Marguerite de Navarre of early sixteenth-century France constructed her literary identity upon her female gender. In the crowning work of her poetry, Les Prisons (c. 1547), she referenced the work of a female mystic, asserting a "female learning" that is aligned with mystical theology. By juxtaposing male, rational theology to female insight, Marguerite asserted that the female has privy insight into things Divine. Marguerite even boldly called attention to the insufficiency of the male Christian humanists she admired most. In so doing, she denoted an honored place for female writers alongside the most learned males of her time.

Villeponteaux, Mary (U of Southern Mississippi), "To Be Jezebel: Mary, Elizabeth, and Early Modern Attitudes Towards Woman's Rule"

What does it mean for a woman to be labeled a Jezebel? The term was introduced into the English language by John Knox when he used it to describe the "mischievous Marys," Tudor and Stuart. The label Jezebel was thereafter regularly applied to Mary Tudor by Protestant exiles who fulminated against her reign, and from there developed into a noun describing an impudent, manipulative, and sexually transgressive woman. Analyzing what the biblical Jezebel represented and examining instances when the term was applied to Elizabeth I enhances our understanding of early modern attitudes towards woman's rule.

Woodall, Richardine (York U) " 'The fancy outwork nature': Cleopatra and the Fairy Tale Tradition"
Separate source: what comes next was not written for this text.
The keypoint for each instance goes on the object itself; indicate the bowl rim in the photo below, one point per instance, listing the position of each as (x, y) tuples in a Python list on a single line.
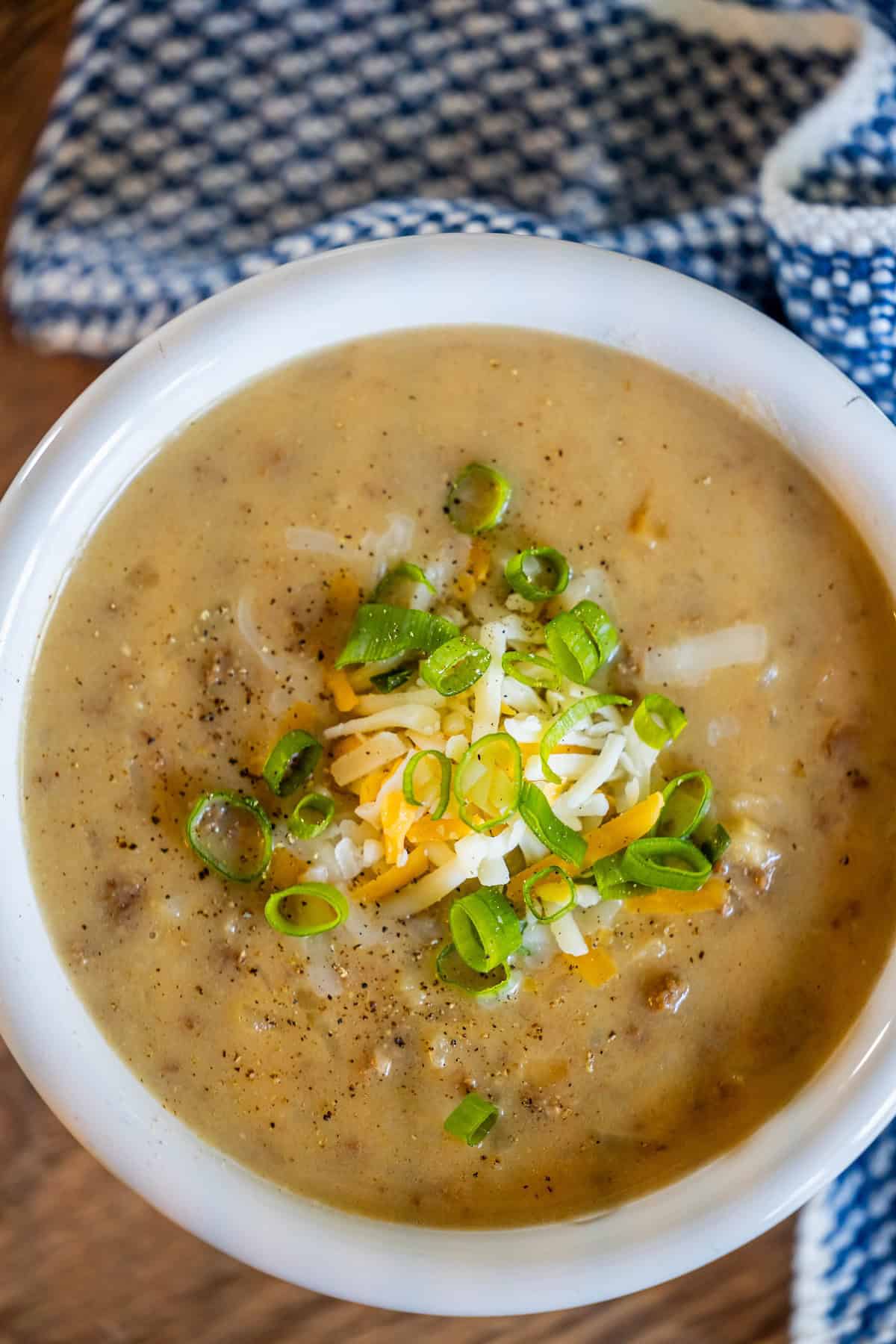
[(97, 441)]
In Antony and Cleopatra Shakespeare uses many of the conventions of fairy tales to magically extricate Cleopatra from a very bleak position. Throughout the play numerous Roman characters have maligned and condemned Cleopatra. By the ending of the fourth act her situation is quite dire: her army is defeated; Antony is dead; and she has fled to the monument to escape capture. And then when Caesar's men capture and imprison Cleopatra in the fifth act, her fate seems sealed. Unexpectedly, however, the story becomes one of metamorphosis, as dream-visions, prophesies and the clown create an alternative world in which Roman opinion, authority and hierarchy lose their sway.